Потому что Великому Русскому Писателю не нужна была серьезная и умная жена, ему нужна была наивная и кокетливая девочка, симпатичная дурочка, “Кити”.

Из дневника Л.Н. Толстого от 1891 года:

“Мода умственная - восхвалять женщин, утверждать, что они не только равны по духовным способностям, но выше мужчин, очень скверная и вредная мода.
То, что женщины не должны быть ограничены ни в каких правах, то, что к женщине надо относиться так же, с тем же уважением и любовью, как и к мужчине, что она равна в правах с мужчиной, в этом не может быть никакого сомнения; но утверждать, что женщина в среднем одарена тою же духовной силою, как и мужчина, ожидать встретить в каждой женщине то же, что ожидаешь встретить в каждом мужчине, значит умышленно обманывать себя, и обманывать себя во вред женщине.
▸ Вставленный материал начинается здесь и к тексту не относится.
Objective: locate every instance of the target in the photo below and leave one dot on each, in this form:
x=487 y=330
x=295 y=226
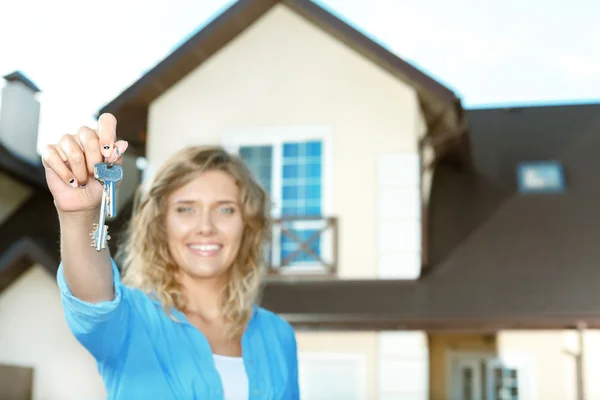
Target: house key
x=107 y=174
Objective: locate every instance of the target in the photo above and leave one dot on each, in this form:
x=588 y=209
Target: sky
x=502 y=53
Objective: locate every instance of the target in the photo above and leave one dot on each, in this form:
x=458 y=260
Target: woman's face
x=204 y=225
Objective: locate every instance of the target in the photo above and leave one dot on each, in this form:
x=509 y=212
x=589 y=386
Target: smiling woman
x=182 y=323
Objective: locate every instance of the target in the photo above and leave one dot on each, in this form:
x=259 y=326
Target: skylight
x=540 y=177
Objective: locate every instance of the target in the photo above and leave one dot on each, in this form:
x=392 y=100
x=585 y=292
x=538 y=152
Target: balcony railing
x=303 y=245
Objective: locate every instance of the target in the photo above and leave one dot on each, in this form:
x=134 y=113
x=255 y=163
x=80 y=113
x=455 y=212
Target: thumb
x=118 y=151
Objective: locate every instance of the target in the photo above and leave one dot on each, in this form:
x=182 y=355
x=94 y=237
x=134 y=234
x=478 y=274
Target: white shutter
x=403 y=366
x=399 y=216
x=327 y=376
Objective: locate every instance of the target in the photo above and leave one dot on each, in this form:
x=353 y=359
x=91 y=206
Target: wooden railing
x=303 y=245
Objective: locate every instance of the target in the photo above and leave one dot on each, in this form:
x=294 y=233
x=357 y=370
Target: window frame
x=359 y=359
x=276 y=137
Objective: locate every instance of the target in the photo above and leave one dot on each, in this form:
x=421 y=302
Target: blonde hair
x=144 y=253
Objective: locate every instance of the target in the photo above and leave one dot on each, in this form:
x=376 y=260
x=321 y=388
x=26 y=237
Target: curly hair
x=144 y=253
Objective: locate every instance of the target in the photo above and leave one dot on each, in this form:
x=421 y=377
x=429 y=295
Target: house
x=344 y=135
x=455 y=249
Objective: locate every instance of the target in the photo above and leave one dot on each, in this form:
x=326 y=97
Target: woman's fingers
x=52 y=159
x=107 y=133
x=89 y=141
x=75 y=157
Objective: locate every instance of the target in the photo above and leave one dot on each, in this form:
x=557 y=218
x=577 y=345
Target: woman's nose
x=205 y=224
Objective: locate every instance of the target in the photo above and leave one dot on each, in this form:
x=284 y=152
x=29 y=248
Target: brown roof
x=500 y=259
x=442 y=108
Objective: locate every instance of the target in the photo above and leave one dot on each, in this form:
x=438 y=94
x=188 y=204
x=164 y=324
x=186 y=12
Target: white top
x=233 y=376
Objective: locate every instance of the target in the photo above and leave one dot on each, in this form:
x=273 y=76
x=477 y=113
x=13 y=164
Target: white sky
x=82 y=54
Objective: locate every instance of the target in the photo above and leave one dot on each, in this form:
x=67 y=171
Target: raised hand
x=69 y=165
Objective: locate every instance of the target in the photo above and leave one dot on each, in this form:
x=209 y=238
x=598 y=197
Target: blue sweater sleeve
x=293 y=357
x=101 y=328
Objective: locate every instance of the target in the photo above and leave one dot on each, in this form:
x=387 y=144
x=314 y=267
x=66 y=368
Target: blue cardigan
x=142 y=353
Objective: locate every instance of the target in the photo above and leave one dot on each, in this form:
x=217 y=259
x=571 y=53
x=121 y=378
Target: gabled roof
x=442 y=108
x=501 y=259
x=18 y=76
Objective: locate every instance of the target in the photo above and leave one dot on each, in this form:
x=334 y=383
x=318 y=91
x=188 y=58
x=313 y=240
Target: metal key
x=109 y=175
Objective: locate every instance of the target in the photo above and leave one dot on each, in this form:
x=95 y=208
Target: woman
x=182 y=323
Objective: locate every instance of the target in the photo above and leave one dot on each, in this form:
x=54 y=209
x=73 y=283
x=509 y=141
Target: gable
x=442 y=110
x=12 y=195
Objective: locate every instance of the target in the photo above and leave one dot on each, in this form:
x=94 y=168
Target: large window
x=290 y=166
x=483 y=376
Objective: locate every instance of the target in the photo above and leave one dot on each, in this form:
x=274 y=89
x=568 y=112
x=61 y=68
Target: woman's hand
x=69 y=165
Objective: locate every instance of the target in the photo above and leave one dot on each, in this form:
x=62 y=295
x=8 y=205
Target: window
x=504 y=382
x=290 y=164
x=540 y=177
x=332 y=376
x=479 y=376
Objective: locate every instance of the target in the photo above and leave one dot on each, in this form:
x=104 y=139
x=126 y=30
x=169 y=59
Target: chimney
x=20 y=117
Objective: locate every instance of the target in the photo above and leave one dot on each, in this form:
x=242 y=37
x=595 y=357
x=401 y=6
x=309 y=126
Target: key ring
x=116 y=157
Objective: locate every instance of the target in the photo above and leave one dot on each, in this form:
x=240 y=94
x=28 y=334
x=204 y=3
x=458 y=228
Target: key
x=108 y=175
x=100 y=234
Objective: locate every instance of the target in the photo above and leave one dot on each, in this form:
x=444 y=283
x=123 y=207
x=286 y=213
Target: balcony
x=303 y=246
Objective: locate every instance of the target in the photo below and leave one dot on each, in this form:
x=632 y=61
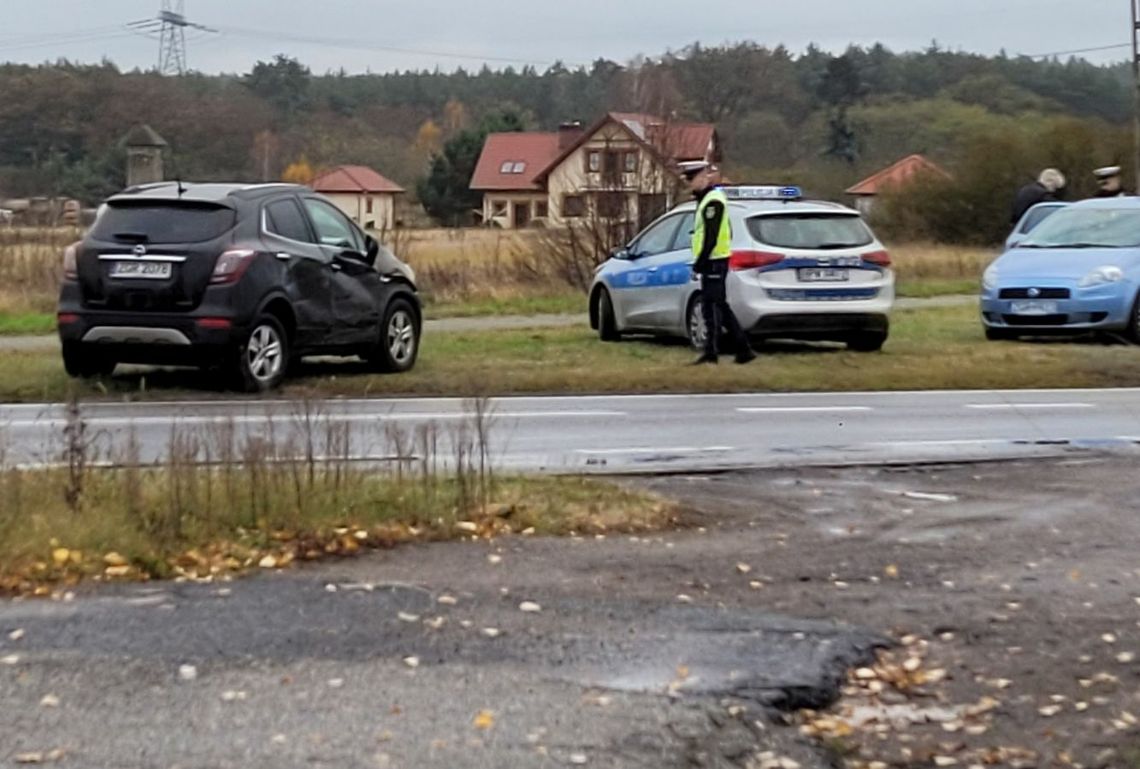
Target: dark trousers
x=716 y=310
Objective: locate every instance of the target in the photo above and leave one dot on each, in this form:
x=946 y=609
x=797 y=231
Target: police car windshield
x=1088 y=228
x=811 y=231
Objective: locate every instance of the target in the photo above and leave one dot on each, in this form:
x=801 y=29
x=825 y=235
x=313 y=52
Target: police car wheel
x=607 y=324
x=694 y=324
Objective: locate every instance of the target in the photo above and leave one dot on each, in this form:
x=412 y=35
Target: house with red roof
x=367 y=197
x=623 y=166
x=894 y=176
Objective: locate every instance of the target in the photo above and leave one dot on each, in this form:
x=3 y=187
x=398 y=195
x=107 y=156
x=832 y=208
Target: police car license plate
x=1033 y=308
x=823 y=275
x=152 y=270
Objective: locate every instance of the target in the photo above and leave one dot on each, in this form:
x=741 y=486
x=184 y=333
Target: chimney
x=569 y=133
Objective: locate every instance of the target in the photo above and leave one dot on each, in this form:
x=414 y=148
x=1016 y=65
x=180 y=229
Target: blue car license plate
x=1033 y=308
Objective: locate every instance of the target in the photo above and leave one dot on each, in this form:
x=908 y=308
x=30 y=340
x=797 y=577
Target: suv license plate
x=823 y=275
x=1033 y=308
x=153 y=270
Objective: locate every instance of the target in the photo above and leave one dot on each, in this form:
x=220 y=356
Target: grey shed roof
x=144 y=136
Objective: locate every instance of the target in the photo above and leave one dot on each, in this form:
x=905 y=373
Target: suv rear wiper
x=131 y=237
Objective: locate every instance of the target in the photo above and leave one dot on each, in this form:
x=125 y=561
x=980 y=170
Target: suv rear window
x=811 y=231
x=162 y=222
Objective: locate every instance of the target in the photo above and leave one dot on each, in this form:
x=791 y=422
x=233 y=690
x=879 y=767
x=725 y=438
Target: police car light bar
x=763 y=193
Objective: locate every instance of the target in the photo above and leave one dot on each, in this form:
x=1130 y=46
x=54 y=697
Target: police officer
x=711 y=247
x=1108 y=182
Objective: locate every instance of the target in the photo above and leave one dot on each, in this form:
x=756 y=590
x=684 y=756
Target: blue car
x=1076 y=272
x=1034 y=215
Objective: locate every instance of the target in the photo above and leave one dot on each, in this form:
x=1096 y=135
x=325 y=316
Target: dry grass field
x=462 y=272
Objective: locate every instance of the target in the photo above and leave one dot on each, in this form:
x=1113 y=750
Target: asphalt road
x=39 y=343
x=669 y=651
x=629 y=433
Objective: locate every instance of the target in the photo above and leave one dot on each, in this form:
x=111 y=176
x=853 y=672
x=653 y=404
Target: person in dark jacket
x=711 y=251
x=1047 y=187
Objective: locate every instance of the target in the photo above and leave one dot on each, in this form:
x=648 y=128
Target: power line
x=1076 y=50
x=368 y=46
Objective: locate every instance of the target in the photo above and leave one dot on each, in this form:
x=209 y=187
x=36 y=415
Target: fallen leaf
x=114 y=559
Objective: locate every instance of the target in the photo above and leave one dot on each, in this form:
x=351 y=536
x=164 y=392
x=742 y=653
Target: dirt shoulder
x=1017 y=585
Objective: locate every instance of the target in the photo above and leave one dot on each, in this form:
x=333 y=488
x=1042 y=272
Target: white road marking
x=316 y=418
x=1010 y=407
x=804 y=409
x=710 y=449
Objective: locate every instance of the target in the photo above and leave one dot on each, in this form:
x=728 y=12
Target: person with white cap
x=711 y=246
x=1048 y=187
x=1108 y=182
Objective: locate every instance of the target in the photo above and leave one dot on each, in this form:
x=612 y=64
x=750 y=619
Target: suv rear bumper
x=820 y=326
x=159 y=338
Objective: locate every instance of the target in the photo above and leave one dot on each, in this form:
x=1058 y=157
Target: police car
x=799 y=269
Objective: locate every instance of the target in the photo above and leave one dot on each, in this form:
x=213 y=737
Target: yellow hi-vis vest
x=723 y=247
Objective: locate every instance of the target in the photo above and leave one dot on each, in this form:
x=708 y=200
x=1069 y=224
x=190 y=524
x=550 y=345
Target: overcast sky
x=381 y=35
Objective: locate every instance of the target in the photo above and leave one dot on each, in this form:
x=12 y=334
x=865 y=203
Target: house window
x=573 y=206
x=611 y=205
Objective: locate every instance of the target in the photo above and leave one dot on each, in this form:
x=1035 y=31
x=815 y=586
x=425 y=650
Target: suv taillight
x=748 y=260
x=879 y=258
x=231 y=266
x=71 y=262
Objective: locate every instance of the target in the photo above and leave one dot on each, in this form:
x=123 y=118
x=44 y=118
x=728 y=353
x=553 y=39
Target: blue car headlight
x=1101 y=276
x=990 y=278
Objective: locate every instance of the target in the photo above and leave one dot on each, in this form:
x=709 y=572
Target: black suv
x=244 y=278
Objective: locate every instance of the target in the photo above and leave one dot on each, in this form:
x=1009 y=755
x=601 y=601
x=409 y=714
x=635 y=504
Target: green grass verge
x=929 y=349
x=567 y=303
x=27 y=324
x=198 y=522
x=930 y=287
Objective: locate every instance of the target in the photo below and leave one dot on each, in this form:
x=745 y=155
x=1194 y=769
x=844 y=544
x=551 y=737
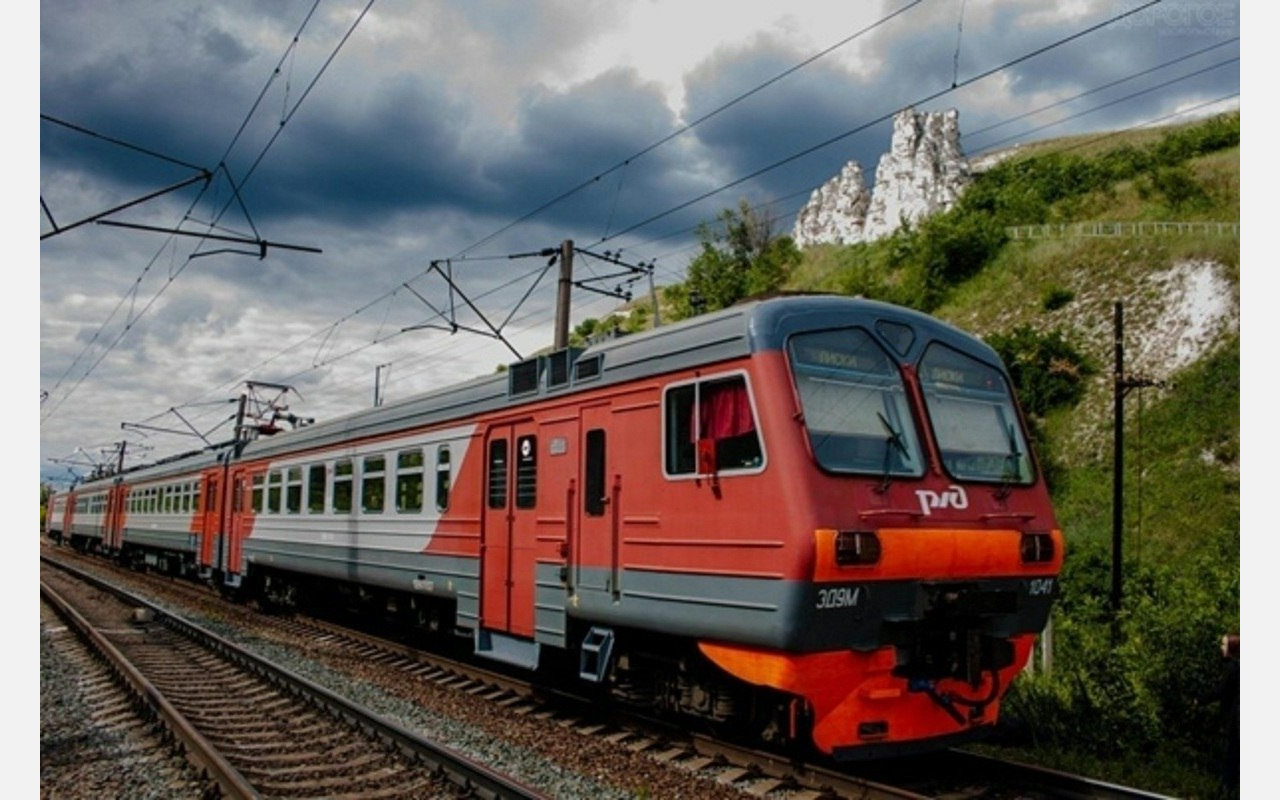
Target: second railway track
x=661 y=762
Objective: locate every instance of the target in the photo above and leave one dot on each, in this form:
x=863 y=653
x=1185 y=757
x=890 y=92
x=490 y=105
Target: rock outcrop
x=923 y=173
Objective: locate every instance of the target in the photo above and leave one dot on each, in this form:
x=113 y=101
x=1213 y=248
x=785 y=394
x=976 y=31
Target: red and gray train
x=817 y=519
Если мы будем ждать от женщины того, чего ждем от мужчины, то и будем требовать этого, а не встречая требуемого, будем раздражаться, будем приписывать злой воле то, что происходит от невозможности.
Так что признание женщин тем, чем они есть, более слабыми духовно существами, не есть жестокость к женщине; признание их равными есть жестокость. - Слабостью или меньшей силой духовною я называю меньшую покорность плоти духу, в особенности - главная черта женская - меньшую веру велениям разума.”

Ну так вот, к Наташе Ростовой.



Знаменитый пассаж о том, в какую она “самку” превратилась и по поводу чего сокрушается вот уже которое поколение школьников.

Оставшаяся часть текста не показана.